Part 3  - Dyeing the Starch

This is probably the messiest step of the process.  Working with pure dyes should be done in a sink, as they can and will get everywhere (particularly crystal violet).  Proper PPE should be worn here - goggles, gloves, labcoat and dust mask.  Regardless of how slowly the powders are handled, dust-maskless mixing will inevitably result in one's snot being dyed a variety of colors. 

Sourcing

Some of the dyes can be tricky to track down.  Here's a list of dyes, alternate names, and links to where I was able to find them.
 

Additionally, the green dye procedure calls for concentrated ammonia hydroxide and sodium sulfate.  A magnetic mixer, 50mL beaker and vacuum filtration setup will be pretty much necessary for all the following steps.  Currently, I use "Bob's Red Mill" potato starch, though I suspect that most kinds should work fine.  Right now I do not sort the starch, which results in a very grainy final product. 

Orange Grains

In a 50mL beaker, add:

  • 3.75g Erythrosine

  • 0.665g Rose Bengal

  • 5g Tartrazine

  • 15g Potato Starch

  • 15mL Water

Stir magnetically for one hour.  Vacuum filter off the excess dye solution, and add the powder to 200mL 1:3 water to alcohol solution.  Stir magnetically for a few minutes, then vacuum filter again.  Allow starch to dry thoroughly.

Violet Grains

In a 50mL beaker, add:

  • 2.15g Crystal Violet

  • 0.3g Malachite Green

  • 15g Potato Starch

  • 30mL Water

Stir magnetically for one hour at 30C.  Vacuum filter off the excess dye solution, and add the powder to 200mL 1:3 water to alcohol solution.  Stir magnetically for a few minutes, then vacuum filter again.  Allow starch to dry thoroughly.

Green Grains

In a 50mL beaker, add:

  • 4.6g Tartrazine

  • 2.2g Patent Blue

  • 4.6g Sodium Sulfate

  • 15g Potato Starch

  • 25mL Water

  • 2g Ammonia Hydroxide

Stir magnetically for one hour.  Vacuum filter off the excess dye solution, and add the powder to 200mL 1:3 water to alcohol solution.  Stir magnetically for a few minutes, then vacuum filter again.  Allow starch to dry thoroughly.

Mixing the Starch

Getting a properly neutral mix can only really be determined experimentally.  Equal portions of the starches do not equal neutral color.  Currently, my ratio is 5g Red : 6g Green : 5g Violet : 3g Blue.  Blue here is a failed run of violet grains that I washed too much, removing a good portion of the crystal violet.  This hopefully gives you a starting point, though ultimately the final ratios will depend on how the starches turned out.  The powder should take on a very dark color, tinted slightly red.

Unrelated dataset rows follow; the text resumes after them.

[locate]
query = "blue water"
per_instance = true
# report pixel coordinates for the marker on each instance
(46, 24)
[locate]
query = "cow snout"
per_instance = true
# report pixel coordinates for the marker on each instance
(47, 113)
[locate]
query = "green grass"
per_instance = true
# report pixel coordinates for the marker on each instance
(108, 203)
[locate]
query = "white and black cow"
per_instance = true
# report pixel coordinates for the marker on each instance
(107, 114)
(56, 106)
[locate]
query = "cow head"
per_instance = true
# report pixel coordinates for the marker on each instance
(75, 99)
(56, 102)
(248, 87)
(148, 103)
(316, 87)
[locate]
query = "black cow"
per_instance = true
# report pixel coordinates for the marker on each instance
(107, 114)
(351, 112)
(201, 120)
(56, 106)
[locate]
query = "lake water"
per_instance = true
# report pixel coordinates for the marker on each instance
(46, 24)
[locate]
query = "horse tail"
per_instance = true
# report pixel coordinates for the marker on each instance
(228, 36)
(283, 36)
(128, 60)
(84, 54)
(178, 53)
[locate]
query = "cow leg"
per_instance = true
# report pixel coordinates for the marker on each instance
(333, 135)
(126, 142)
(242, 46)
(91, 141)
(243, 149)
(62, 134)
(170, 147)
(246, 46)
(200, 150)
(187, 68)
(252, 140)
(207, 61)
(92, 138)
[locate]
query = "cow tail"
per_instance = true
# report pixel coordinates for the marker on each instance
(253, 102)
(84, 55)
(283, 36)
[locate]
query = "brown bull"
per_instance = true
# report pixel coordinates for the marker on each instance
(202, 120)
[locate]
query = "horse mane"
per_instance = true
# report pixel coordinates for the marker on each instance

Part 4  - Dusting the Starch

As stated before, the objective of the first varnish is to hold the starch in place on the plate.  To prepare the plate for this, I like to line the outside of the glass with masking tape, forming an 1/8" border around the edges.  The first varnish is flowed on the plate "collodion style" - gently rocking the plate allowing the varnish to contact the entirety of the surface.  A corner is tipped back into the bottle containing the varnish, allowing the excess to drain.  The plate is allowed to sit on a level surface to dry.  If done correctly, once all solvent has evaporated, the varnish should be fairly sticky to the touch.  After drying, the masking tape can be removed. 

A quantity of the mixed starch can be placed on the plate, and the pile gently spread around with a soft brush until starch has contacted the entirety of the tacky area.  Gently return excess starch back into the container with the brush.  Repeat this step with charcoal, which will be used to fill in the interstitial
spaces between the starch grains.

Finally, a similar quantity of talc should be added to the plate and brushed around, gently, in the same manner as the starch and charcoal.  The talc will take on a grey color as it mixes with excess charcoal.  Dispose of the excess talc, and gently brush the plate while blowing to remove most of the remaining talc.